Karl Heimer, a technical adviser for the Michigan Economic Development Corporation, specializes in cybersecurity for the automotive and defense sectors. He said having one driver in control of a convoy is a concept called platooning.

"It's been under research four or five years in Europe," he said. "This is pretty interesting that it's an active roadway. It's a groundbreaking experiment here in the U.S."

He said he believes the initial application of the technology will be for fleet or convoy operations — but the technology could move quickly to private vehicles.

"I think in a decade or so we will have cars that can join convoys or can form convoys of their own," he said.

Such technology, he said, conceivably could allow people to do things during commutes and longer trips that presently they would do only on a train or a bus — such as review a file or work on a computer.

"It's not going to be too many years before you can look away and do other activities," he said.

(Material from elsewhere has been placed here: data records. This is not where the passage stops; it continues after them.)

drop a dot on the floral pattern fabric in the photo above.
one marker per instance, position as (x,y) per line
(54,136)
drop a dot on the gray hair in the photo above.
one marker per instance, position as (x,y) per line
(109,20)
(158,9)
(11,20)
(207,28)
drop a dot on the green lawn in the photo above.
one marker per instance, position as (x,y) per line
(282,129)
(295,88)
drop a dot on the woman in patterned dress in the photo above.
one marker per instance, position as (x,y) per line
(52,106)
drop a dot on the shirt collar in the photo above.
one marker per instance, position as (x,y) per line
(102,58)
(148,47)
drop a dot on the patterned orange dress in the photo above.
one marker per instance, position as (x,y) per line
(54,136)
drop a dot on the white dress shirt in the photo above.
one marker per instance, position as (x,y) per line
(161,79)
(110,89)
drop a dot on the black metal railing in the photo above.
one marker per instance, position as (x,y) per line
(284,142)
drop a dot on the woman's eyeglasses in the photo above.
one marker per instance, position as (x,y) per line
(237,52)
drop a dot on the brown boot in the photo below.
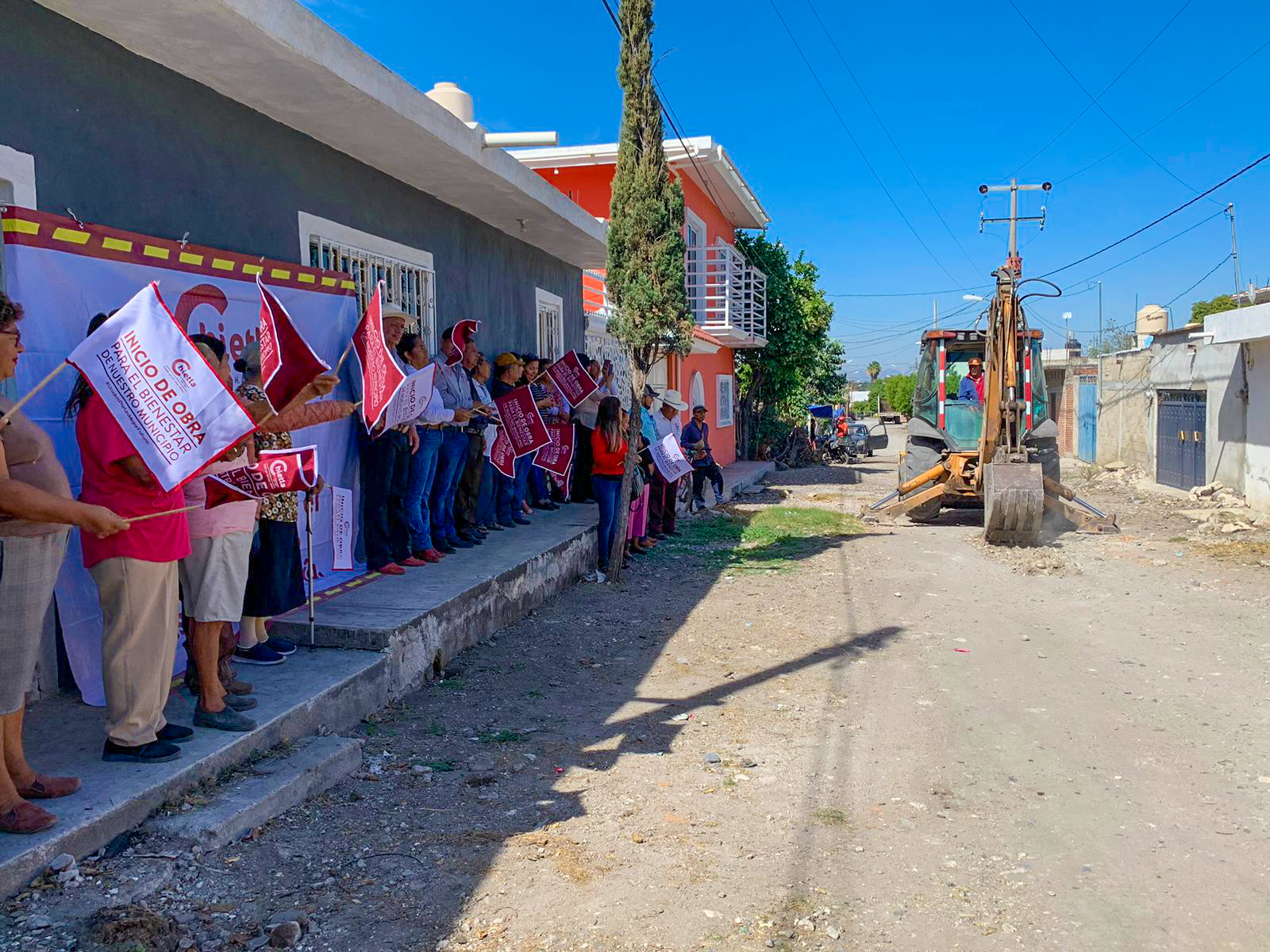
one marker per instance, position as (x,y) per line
(27,818)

While that might seem the stuff of science fiction, Heimer said it is becoming science reality "at an ever-increasing rate. I would look for this to become science reality within a decade."

Kevin Kerrigan, MEDC senior adviser for automotive initiatives, said Thursday's demonstration was "one of the first times we've seen an actual demonstration of this type of technology in the state, in the country."

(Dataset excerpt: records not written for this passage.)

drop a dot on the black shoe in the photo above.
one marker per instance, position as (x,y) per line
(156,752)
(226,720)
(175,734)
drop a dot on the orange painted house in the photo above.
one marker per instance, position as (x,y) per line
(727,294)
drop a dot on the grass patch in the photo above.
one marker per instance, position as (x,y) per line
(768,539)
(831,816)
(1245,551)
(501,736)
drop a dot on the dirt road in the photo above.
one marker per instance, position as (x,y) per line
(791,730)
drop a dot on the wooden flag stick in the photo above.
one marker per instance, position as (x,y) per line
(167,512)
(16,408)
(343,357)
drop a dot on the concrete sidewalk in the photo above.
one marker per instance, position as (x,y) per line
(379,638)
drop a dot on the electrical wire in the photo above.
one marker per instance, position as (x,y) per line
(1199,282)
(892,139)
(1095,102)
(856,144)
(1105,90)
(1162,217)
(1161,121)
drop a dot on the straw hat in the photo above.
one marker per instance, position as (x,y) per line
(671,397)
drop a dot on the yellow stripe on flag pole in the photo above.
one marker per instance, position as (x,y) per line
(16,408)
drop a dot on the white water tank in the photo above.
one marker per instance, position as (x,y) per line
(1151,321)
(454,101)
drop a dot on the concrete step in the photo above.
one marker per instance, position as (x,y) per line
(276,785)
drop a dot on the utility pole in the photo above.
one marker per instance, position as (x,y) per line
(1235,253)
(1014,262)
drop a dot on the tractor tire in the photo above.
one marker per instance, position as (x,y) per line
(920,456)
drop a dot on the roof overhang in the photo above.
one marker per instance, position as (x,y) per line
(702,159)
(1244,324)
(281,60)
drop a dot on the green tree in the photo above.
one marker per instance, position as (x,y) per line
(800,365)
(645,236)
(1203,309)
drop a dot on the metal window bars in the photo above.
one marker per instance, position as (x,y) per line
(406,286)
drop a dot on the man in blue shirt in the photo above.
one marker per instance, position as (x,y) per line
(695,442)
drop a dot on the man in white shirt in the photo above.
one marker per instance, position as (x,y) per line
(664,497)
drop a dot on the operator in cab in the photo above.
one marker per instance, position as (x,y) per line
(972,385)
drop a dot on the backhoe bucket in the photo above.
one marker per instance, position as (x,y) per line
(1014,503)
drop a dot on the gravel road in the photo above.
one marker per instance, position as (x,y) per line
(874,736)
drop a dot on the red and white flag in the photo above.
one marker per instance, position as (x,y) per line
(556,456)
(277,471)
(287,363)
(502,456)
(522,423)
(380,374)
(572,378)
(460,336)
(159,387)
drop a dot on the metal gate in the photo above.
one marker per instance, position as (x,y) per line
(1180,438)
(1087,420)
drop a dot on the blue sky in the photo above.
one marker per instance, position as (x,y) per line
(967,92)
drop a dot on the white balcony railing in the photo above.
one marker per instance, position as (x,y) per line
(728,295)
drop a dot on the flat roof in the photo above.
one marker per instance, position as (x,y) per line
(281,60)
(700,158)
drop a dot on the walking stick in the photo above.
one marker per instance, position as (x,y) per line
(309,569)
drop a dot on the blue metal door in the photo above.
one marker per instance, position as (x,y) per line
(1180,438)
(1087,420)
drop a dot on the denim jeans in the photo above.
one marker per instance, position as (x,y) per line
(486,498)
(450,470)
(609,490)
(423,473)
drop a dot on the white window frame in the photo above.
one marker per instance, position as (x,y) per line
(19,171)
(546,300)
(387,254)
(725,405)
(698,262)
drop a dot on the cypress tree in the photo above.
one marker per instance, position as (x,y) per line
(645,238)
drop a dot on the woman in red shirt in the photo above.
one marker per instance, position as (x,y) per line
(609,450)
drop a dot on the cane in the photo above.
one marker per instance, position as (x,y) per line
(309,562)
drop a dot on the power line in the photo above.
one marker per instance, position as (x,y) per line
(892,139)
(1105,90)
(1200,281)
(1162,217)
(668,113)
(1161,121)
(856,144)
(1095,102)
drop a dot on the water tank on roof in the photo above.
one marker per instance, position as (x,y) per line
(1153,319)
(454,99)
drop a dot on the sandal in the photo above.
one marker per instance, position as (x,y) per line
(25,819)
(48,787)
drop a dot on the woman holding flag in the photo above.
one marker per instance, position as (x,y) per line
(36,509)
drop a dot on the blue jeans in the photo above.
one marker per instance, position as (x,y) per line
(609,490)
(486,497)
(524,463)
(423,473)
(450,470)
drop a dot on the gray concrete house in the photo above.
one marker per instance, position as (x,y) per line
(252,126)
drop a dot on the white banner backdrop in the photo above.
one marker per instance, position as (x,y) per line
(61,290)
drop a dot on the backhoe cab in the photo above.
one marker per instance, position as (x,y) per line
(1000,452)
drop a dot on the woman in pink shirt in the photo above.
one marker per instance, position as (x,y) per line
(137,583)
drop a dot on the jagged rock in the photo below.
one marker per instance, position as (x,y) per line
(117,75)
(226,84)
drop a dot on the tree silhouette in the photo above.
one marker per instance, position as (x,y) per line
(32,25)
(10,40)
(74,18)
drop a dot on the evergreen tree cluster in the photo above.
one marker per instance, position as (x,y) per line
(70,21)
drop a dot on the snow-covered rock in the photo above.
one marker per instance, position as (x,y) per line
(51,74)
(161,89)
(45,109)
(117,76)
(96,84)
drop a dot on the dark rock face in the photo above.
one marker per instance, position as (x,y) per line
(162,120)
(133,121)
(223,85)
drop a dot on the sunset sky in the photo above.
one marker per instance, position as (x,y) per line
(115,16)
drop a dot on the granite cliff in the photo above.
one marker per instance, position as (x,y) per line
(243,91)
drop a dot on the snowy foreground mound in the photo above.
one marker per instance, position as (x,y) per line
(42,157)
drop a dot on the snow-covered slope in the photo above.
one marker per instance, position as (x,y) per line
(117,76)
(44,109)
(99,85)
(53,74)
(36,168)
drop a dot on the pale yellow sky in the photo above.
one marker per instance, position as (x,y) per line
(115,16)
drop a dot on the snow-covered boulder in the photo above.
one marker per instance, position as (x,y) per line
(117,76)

He said it has the potential to change how people drive: "You wouldn't need traffic signals, you wouldn't need lane markings."

Steudle, in his remarks, said 980 people died in traffic accidents in Michigan in 2015. Research at the University of Michigan, he said, shows that new intelligent vehicle and roadway technology could eliminate as many as 80 percent of those crashes.

"At the end of the day, that's what's important to the Department of Transportation — safety," he said.

Rep. Dan Lauwers, R-Brockway Township, said events such as Thursday's demonstration and the week of testing that preceded it "brings attention to our district and to our county."

He said he would like to have a vehicle that would handle the driving during his trips along along I-69 to the capitol.

"When I'm driving back and forth to Lansing, two hours each way, after a late session, it would be great to tell the car to take me home," he said.

Contact Bob Gross at (810) 989-6263 or rgross@gannett.com. Follow him on Twitter @RobertGRoss477

Quick Facts

  • TARDEC's automated driving program, Autonomous Mobility Applique System, has a number of options from driver warning and driver assist to fully autonomous operation. Thursday's event was not a test of the AMAS technology, but rather of the Direct Short-Range Communication radios that support the system.
  • The DSRC technology allows exchange of information among vehicles and between the highway and the vehicles. This allows vehicle tracking and cooperation among vehicles.